Table 1 Strategies for transcriptional factor engineering

Global transcription machinery engineering (gTME), which focuses on introducing mutations in generic transcription-related proteins that trigger the reprogramming of gene networks and cellular metabolism, has proven to be a versatile approach to altering cell robustness. For example, engineering the housekeeping sigma factor δ70 improved the E. coli tolerance to 60 g/L ethanol and high concentrations of SDS, while resulting in a high yield of lycopene (Alper and Stephanopoulos 2007). The gTME strategy has also been used in the more complex eukaryotic transcriptional machinery S. cerevisiae to increase its resistance to high concentrations of glucose and ethanol. Two target proteins Spt15 and Taf25 were selected for constructing ep-PCR gene libraries, and the resulting best mutant spt15-300 showed a significant growth improvement in the presence of 6% (v/v) ethanol and 100 g/L glucose (Alper et al. 2006). Further studies extended the gTME method to different organisms such as Lactobacillus plantarum, Rhodococcus ruber, and Z. mobilis to enhance their acid tolerance, acrylamide tolerance, and ethanol tolerance, respectively (Klein-Marcuschamer and Stephanopoulos 2008; Ma and Yu 2012; Tan et al. 2016a).

In addition to δ70, the cAMP receptor protein (CRP), which regulates more than 400 genes, has been successfully evolved to improve alcohol tolerance, and acid tolerance, and increase biosynthetic capacities such as vanillin, naringenin and caffeic acid (Basak et al. 2014; Geng and Jiang 2015; Zhang et al. 2023). For example, heterologous expression of the global regulator irrE from Deinococcus radiodurans and its mutant IrrE increased tolerance against ethanol or butanol stress in E. coli by 10 to 100-fold (Chen et al. 2011). Thereafter, by overexpression of the response regulator DR1558 from D. radiodurans, the engineered E. coli increased tolerance to osmotic stress at high concentrations of 300 g/L glucose and 2 mol/L NaCl (Guo et al. 2017). GlxR, the CRP homolog in Corynebacterium glutamicum, can directly control the transcription of approximately 14% of annotated genes (Kohl and Tauch 2009). Overexpression of GlxR and the other global transcription factors RamA and SugR significantly improves the N-acetylglucosamine biosynthesis in C. glutamicum (Deng et al. 2021). Zinc finger-based artificial transcription factors have also been developed to modulate gene expression in various organisms (Lee et al. 2008; Negi et al. 2023).

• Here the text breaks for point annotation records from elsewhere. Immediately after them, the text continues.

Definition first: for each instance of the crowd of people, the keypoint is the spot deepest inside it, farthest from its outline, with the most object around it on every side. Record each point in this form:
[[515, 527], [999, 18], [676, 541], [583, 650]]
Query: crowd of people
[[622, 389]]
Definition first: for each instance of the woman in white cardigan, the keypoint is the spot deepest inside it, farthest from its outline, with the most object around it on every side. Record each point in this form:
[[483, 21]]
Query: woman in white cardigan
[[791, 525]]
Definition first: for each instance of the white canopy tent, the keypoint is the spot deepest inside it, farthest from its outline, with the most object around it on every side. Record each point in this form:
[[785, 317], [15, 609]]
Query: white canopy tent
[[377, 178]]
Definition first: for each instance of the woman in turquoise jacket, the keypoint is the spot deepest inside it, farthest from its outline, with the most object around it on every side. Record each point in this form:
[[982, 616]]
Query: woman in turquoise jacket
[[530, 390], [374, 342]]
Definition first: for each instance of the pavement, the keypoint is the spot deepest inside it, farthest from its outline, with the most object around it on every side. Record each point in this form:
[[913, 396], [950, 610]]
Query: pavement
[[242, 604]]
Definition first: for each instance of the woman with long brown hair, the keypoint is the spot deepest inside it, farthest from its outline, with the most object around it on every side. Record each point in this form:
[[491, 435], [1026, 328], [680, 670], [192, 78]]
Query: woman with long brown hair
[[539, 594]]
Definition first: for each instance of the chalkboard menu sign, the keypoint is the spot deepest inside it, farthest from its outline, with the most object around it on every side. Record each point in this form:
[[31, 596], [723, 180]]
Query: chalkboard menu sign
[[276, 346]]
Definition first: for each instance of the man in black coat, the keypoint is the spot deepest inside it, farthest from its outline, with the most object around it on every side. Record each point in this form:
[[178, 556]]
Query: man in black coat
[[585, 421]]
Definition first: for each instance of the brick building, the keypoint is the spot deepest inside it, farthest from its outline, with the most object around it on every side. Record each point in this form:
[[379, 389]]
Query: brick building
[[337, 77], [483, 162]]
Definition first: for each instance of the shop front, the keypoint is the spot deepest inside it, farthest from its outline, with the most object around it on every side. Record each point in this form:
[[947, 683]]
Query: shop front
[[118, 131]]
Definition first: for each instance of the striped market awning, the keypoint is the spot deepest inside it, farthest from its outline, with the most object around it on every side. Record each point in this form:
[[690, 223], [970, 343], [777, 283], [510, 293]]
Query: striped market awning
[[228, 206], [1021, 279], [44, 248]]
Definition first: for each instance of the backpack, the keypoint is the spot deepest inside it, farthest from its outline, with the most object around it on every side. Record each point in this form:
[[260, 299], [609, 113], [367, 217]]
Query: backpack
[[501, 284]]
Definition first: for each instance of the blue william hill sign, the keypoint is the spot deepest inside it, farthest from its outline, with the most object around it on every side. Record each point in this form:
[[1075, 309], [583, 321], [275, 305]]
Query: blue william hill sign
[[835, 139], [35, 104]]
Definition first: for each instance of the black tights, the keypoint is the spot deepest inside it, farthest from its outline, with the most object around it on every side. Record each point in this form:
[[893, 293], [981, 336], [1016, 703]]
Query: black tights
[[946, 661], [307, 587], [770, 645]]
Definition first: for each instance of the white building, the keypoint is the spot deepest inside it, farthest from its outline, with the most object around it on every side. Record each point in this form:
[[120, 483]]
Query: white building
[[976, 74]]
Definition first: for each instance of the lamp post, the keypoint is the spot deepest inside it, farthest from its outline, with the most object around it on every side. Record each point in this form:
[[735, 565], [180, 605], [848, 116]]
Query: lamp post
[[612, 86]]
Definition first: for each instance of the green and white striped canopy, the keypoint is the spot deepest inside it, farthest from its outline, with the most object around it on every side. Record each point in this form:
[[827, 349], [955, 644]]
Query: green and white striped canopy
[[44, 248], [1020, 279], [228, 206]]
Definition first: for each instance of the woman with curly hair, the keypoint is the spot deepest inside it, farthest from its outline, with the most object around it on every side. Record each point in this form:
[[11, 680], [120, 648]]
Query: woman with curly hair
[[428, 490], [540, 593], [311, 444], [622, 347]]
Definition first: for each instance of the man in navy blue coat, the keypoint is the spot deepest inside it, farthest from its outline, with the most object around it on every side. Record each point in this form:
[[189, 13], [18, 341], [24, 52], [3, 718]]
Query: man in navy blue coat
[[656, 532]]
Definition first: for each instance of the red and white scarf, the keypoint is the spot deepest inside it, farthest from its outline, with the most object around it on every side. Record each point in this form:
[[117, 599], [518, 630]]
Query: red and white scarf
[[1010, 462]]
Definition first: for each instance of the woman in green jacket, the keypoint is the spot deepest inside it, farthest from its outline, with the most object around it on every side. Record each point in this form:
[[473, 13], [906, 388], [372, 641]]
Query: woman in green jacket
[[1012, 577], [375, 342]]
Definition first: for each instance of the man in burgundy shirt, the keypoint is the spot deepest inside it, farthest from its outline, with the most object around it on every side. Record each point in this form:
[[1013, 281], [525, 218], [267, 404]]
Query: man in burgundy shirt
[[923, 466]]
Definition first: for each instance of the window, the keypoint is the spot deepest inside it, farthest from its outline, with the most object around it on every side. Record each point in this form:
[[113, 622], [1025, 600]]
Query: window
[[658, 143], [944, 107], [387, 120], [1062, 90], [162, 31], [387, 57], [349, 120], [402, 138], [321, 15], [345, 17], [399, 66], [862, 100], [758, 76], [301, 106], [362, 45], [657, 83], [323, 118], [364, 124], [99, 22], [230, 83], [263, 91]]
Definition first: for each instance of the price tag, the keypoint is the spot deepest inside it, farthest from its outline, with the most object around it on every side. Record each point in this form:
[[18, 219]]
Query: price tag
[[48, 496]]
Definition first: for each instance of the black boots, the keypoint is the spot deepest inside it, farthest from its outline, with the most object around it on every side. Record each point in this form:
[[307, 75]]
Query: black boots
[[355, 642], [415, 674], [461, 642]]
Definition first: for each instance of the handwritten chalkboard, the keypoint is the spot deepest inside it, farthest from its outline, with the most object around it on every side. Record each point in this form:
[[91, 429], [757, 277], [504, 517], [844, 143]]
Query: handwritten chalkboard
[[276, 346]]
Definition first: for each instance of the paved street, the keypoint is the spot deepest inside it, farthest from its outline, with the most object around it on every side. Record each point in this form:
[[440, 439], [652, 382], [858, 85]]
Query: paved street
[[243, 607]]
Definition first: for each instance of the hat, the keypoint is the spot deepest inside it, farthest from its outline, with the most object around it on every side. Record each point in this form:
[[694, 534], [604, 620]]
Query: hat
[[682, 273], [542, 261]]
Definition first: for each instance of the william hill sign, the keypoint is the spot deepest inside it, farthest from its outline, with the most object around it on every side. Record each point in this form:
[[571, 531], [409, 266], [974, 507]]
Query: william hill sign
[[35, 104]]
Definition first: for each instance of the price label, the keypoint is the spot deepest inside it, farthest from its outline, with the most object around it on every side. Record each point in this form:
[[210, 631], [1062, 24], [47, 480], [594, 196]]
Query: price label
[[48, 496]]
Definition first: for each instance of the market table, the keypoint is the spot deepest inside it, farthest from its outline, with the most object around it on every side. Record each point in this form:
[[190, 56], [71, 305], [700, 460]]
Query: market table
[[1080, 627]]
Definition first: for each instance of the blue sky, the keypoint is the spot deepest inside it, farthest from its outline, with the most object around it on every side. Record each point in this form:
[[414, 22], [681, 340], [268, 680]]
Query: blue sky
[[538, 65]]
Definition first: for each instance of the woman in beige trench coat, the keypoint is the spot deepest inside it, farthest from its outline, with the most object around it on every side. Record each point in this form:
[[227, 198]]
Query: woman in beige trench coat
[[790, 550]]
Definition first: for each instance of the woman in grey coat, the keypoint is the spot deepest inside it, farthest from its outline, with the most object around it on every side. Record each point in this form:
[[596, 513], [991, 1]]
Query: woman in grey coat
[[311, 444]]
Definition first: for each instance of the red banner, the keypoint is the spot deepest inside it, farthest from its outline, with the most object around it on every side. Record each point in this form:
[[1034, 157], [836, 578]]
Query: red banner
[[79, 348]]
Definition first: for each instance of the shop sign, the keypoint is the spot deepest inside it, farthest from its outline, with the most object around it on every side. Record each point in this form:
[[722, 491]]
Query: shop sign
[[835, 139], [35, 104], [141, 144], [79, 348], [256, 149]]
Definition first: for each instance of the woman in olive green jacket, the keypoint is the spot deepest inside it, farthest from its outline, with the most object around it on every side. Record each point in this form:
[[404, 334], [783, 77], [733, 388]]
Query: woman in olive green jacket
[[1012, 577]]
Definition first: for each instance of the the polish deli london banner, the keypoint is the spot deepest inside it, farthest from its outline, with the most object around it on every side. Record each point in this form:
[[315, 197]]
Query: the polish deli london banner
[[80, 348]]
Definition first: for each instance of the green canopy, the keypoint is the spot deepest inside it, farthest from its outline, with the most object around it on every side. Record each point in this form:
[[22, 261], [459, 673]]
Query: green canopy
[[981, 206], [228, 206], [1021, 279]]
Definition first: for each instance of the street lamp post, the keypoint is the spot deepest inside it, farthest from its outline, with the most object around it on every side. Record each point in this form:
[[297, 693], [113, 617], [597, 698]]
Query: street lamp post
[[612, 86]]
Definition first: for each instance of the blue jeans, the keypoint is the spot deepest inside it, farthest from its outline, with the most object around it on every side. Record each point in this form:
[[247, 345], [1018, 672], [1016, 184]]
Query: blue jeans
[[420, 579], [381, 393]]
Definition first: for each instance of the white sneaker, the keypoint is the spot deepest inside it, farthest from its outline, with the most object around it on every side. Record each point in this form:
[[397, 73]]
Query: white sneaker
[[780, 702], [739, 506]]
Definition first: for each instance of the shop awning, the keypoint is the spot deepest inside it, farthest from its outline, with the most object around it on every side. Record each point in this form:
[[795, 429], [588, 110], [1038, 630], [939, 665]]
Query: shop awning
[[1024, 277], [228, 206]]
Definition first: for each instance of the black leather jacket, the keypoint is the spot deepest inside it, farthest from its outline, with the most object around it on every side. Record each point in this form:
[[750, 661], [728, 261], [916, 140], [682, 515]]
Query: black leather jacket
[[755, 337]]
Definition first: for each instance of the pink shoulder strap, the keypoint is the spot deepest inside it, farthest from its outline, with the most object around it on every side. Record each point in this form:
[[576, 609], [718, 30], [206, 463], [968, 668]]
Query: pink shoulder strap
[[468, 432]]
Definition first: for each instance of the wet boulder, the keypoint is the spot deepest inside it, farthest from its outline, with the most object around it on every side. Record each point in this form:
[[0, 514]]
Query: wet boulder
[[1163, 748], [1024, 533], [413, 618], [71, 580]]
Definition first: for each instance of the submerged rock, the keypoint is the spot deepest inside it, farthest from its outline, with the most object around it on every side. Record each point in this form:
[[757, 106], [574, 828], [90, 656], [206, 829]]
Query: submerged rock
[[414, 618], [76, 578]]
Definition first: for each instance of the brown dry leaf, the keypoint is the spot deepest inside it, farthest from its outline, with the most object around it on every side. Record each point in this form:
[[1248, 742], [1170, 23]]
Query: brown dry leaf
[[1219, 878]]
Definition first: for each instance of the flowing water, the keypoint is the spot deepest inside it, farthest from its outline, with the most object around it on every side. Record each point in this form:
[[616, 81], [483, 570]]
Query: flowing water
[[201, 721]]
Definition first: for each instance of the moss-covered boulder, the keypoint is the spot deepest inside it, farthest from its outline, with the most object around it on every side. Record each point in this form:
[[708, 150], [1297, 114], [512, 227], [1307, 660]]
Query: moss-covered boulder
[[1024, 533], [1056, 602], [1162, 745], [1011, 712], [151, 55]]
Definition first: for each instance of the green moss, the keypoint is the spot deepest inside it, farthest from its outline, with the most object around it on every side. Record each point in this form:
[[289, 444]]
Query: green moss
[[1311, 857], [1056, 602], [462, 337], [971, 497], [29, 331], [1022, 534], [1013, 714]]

Unlike the global transcription factors, specific transcription factors generally regulate the individual gene expression, including transcriptional activators and repressors. The regulon-specific transcription factor Haa1, which is involved in the activation of approximately 80% of the acetic acid-responsive genes, has been engineered to improve acetic acid tolerance in S. cerevisiae (Cunha et al. 2018; Swinnen et al. 2017).

As mentioned above, the diversity of transcription factors from different organisms provides more opportunities to engineer microbial cell factories with different resistance to different scale-up conditions. For example, for a specific tolerance such as ethanol, different transcription factors (e.g. rpoD, Rpb7 and irrE) could be selected for engineering by overexpression of their wild-type or mutant. At the same time, the TF such as Crp could be used to enhance multiple tolerance while maintaining the production capacity of the host cells. From the viewpoint of metabolic engineering, transcription factors have the unique merit of providing “multi-point regulation” to compensate for the insufficient effect of single-key gene modification.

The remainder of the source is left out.